- President Donald Trump on Wednesday signed an executive order to end the separation of migrant families along the US-Mexico border amid fierce backlash both at home and abroad.
- In signing the order, Trump essentially admitted he had control of the policy all along despite repeatedly dodging responsibility and attempting to punt the issue to Congress.
- The executive order aims to keep families together in detention rather than separate them.
President Donald Trump on Wednesday signed an executive order to end the separation of migrant families along the US-Mexico border amid fierce backlash both at home and abroad.
“We are going to keep the families together,” Trump said as he signed the order. “I didn’t like the sight or the feeling of families being separated.”
He added later: “I think the word ‘compassion’ comes into it … My wife feels strongly about it. I feel strongly about it. I think anybody with a heart would feel very strongly about it.”
The president also emphasised that the US would continue to have “strong” borders, and he called on Congress to act on this issue moving forward.
WATCH: President Trump says he will sign an executive order soon: "We have compassion. We want to keep families together." pic.twitter.com/dP2Y8rDyg2
— NBC News (@NBCNews) June 20, 2018
Many world leaders have condemned the Trump administration for the separation policy. Polls have found that most Americans oppose the policy while most Republican voters support the president on the issue.
But the backlash has seemingly inspired Trump to shift, even after he repeatedly said he had no control over the policy. On Friday, Trump said he couldn’t stop the family separations via an executive order, only to sign one less than a week later.
Trump and his allies had offered several inconsistent justifications for the separation of migrant families, at times blaming Democrats or claiming it wasn’t the result of its policy. The White House has also claimed that it was simply “the law” to separate children from adults who illegally cross the border.
All of these claims are inaccurate.
In signing the executive order on Wednesday, Trump essentially admitted he had control of the policy all along, even as he has consistently called for Congress to do something about it. The move also shows he’s unwilling to roll back his administration’s “zero tolerance” immigration policy, something that also would have ended the separation of families.
The separation of migrant families was a direct product of the zero-tolerance policy put forward earlier this year by Attorney General Jeff Sessions that prioritised prosecution of all adults caught crossing the border illegally. Since children can’t be prosecuted by the federal government or held in a federal jail, they have been separated from parents or guardians they were travelling with.

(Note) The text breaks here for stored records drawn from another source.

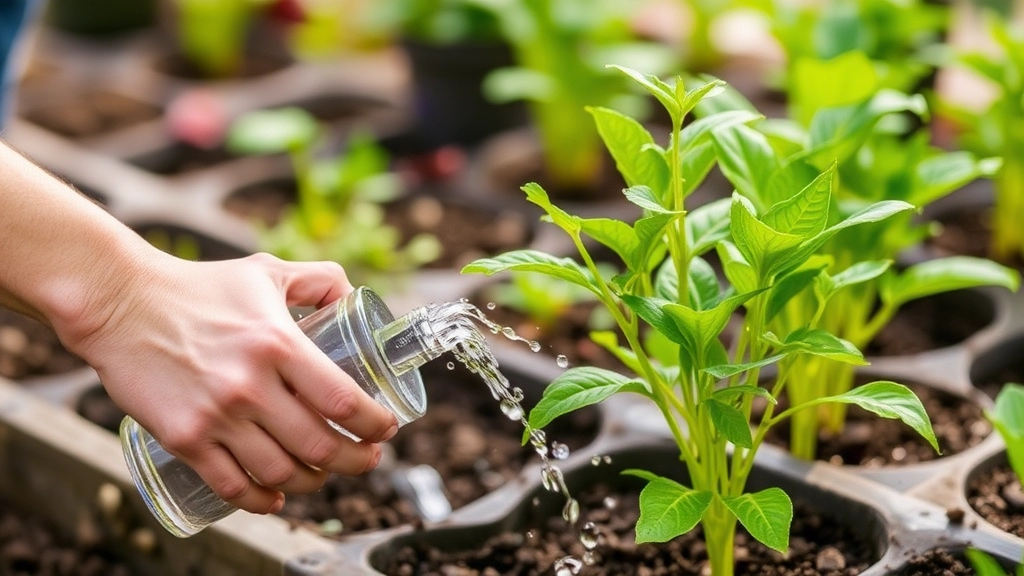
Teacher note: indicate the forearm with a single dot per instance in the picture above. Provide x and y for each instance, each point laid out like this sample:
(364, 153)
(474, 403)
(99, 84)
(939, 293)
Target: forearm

Previous administrations would typically deport people caught crossing the border illegally as opposed to criminally prosecuting them. Despite evidence to the contrary, the Trump administration has argued that increasing prosecutions will serve as an effective deterrent to illegal border crossings.
Trump’s executive order is likely to face legal challenges as it seeks to bypass the Flores settlement, a 1997 legal agreement by the Clinton administration that bars the federal government from keeping children in immigration detention for more than 20 days, regardless of whether they are accompanied by a parent or guardian. The Trump administration has used the Flores settlement as justification for separating migrant children from their parents.
The executive order indicates the Trump administration will keep families together in detention rather than separate them.
Roughly 2,000 migrant children have been separated from their parents in a recent six-week period, according to numbers from the Department of Homeland Security. About 2,700 families have been separated at the border overall since October.
Here’s the relevant portion of the executive order addressing family separation:
Sec. 3. Temporary Detention Policy for Families Entering this Country Illegally. (a) The Secretary of Homeland Security (Secretary), shall, to the extent permitted by law and subject to the availability of appropriations, maintain custody of alien families during the pendency of any criminal improper entry or immigration proceedings involving their members.
(b) The Secretary shall not, however, detain an alien family together when there is a concern that detention of an alien child with the child’s alien parent would pose a risk to the child’s welfare.
(c) The Secretary of Defence shall take all legally available measures to provide to the Secretary, upon request, any existing facilities available for the housing and care of alien families, and shall construct such facilities if necessary and consistent with law. The Secretary, to the extent permitted by law, shall be responsible for reimbursement for the use of these facilities.
(d) Heads of executive departments and agencies shall, to the extent consistent with law, make available to the Secretary, for the housing and care of alien families pending court proceedings for improper entry, any facilities that are appropriate for such purposes. The Secretary, to the extent permitted by law, shall be responsible for reimbursement for the use of these facilities.